The ambulance has a bullet hole in the middle of the front windscreen and two in the side next to the treatment area.

From the window you pass the dead zone of the wrecked tower block: blue facade, smashed windows, once the city centre hotel. The mosque across the road crumpled by heavy weaponry.

Palm-trees blown from the soil into roads. Street lamps cut in half. Stray cats. Piles of rotting and sometimes smouldering rubbish up barely passable side-streets.

It’s been so long now in Homs – 11 months, they’ll tell you here – that weeds grown in the gutters and any tarmac cracks are now a couple of feet high. Nature peacefully colonising a broken landscape of extreme violence.

Then suddenly, just as you cross the square, a young man on a motorbike – so often the first sign of life when you cross the lines to rebel-held Syria.
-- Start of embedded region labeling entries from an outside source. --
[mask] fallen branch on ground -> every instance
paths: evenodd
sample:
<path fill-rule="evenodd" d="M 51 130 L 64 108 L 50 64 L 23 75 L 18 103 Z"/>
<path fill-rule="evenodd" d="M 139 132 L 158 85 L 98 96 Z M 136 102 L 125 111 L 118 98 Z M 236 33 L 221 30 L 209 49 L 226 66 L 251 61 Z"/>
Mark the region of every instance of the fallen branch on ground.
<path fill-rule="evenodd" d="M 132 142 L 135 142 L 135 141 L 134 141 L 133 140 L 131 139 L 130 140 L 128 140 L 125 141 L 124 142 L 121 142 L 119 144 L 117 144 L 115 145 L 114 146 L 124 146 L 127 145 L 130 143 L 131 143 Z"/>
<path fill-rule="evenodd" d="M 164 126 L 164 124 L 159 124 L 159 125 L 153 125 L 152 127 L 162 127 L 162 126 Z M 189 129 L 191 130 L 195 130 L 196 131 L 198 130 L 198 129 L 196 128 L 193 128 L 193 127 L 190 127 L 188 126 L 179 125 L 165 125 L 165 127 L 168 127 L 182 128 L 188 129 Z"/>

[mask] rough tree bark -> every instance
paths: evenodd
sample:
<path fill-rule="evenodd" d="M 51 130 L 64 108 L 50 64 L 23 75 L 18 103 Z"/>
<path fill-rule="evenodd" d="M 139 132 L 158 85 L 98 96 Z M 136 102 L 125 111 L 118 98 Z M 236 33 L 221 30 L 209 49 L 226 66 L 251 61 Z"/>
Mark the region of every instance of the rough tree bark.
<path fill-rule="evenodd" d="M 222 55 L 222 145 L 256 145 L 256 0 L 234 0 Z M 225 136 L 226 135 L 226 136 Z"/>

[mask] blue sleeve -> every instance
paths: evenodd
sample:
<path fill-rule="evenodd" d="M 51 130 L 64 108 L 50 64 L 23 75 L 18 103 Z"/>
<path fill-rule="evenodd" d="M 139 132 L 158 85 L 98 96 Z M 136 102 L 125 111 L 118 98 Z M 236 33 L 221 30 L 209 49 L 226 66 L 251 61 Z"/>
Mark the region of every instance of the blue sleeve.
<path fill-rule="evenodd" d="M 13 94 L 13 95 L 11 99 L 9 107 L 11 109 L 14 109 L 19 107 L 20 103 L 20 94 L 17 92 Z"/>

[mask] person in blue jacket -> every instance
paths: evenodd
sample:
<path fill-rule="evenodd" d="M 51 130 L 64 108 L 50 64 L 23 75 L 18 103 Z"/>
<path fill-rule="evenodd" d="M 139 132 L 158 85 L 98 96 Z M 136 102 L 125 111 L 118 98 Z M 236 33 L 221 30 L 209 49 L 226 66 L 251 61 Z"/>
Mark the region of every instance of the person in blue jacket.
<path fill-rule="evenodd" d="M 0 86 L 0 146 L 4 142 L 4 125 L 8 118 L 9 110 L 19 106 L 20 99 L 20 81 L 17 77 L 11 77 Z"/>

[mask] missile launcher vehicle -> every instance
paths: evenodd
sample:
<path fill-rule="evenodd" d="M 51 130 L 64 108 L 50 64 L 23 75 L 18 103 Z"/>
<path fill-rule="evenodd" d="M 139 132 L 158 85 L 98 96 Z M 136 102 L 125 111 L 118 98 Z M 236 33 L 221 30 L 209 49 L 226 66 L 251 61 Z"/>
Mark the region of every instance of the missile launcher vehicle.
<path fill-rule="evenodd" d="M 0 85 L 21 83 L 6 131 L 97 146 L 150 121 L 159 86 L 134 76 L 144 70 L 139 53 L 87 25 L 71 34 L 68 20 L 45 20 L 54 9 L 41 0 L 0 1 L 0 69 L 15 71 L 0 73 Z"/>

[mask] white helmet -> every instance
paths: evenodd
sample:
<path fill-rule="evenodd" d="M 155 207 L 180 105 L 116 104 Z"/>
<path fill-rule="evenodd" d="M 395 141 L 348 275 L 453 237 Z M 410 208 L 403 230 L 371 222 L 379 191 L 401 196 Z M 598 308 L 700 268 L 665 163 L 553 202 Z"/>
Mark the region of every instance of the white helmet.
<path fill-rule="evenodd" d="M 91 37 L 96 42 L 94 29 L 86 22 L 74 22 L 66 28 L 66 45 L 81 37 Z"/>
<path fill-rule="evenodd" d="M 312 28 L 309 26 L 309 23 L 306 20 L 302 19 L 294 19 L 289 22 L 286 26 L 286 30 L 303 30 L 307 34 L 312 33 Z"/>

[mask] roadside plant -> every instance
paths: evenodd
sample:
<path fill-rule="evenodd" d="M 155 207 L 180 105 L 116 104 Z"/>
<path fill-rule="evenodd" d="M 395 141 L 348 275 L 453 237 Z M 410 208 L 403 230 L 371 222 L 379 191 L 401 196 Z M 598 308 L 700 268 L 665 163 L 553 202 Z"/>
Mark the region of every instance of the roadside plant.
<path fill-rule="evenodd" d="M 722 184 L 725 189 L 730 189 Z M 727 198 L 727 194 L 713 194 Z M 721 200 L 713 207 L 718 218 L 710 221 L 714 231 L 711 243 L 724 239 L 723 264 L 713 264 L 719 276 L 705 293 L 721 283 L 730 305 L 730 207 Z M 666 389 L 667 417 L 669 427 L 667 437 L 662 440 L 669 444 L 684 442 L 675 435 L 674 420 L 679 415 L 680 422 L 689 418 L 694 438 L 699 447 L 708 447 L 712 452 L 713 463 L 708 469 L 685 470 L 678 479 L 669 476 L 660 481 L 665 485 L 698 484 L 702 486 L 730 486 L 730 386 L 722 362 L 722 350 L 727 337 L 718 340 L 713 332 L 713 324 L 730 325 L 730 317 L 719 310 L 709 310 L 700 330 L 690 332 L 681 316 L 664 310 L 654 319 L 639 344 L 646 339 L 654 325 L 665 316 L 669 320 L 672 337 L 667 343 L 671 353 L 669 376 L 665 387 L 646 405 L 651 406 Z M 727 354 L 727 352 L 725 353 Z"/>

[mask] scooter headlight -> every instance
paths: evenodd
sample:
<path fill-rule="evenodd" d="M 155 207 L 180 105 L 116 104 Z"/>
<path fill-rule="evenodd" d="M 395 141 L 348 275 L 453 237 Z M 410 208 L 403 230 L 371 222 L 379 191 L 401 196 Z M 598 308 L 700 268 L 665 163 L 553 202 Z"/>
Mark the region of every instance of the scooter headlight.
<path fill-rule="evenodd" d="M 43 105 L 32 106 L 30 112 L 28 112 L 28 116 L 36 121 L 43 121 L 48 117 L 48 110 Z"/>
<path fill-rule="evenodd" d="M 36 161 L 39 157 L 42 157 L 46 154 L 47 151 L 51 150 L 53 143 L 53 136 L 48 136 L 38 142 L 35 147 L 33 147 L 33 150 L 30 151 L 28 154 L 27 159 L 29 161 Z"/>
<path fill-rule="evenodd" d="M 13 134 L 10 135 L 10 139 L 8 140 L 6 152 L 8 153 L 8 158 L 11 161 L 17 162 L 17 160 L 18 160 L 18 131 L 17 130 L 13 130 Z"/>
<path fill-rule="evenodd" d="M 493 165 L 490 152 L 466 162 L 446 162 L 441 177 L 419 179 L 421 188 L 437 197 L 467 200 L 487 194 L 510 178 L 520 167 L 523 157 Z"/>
One bike becomes two, then five. You are beckoned forward urgently.

You’re across. You’re still alive. You’re now entering “free Syria”.

It is not the Homs we’ve left behind just half a mile south at most. Life and buildings are shattered this side. The heavy weapons of Homs are fired one way only, from the Syrian army into these areas, and it shows.

So let me leave you now, as I have left Homs and Syria, with two abiding images. Two groups of young men. Two worlds. Either side of no-man’s-land.

In the rebel-held frontline area a group of men approaches our camera, all red-eyed, wild, near-hysterical. They scream about incoming shells, the death, the maiming. They shout about chemical weapons, and a tank shell is produced, then a rocket fin, and another and another…

The urge to tell, to show whatever they perceived their reality to be, is pathological, an imperative, a need. We can find no evidence of chemical shells, nor can the UN monitors.

And then, less than half a mile from these men, their fellow Syrians, gathering, open-mouthed and pointing, at the viewfinder as our camera plays back in the hotel lobby.

They’re hushed. Amazed to see streets so close but from a different, shut-off world. They’re calm, clean, far from the wired, shell-shocked world so near.

But each, utterly uncomprehending now, of the daily world the other lives, in one place, one city, one Homs.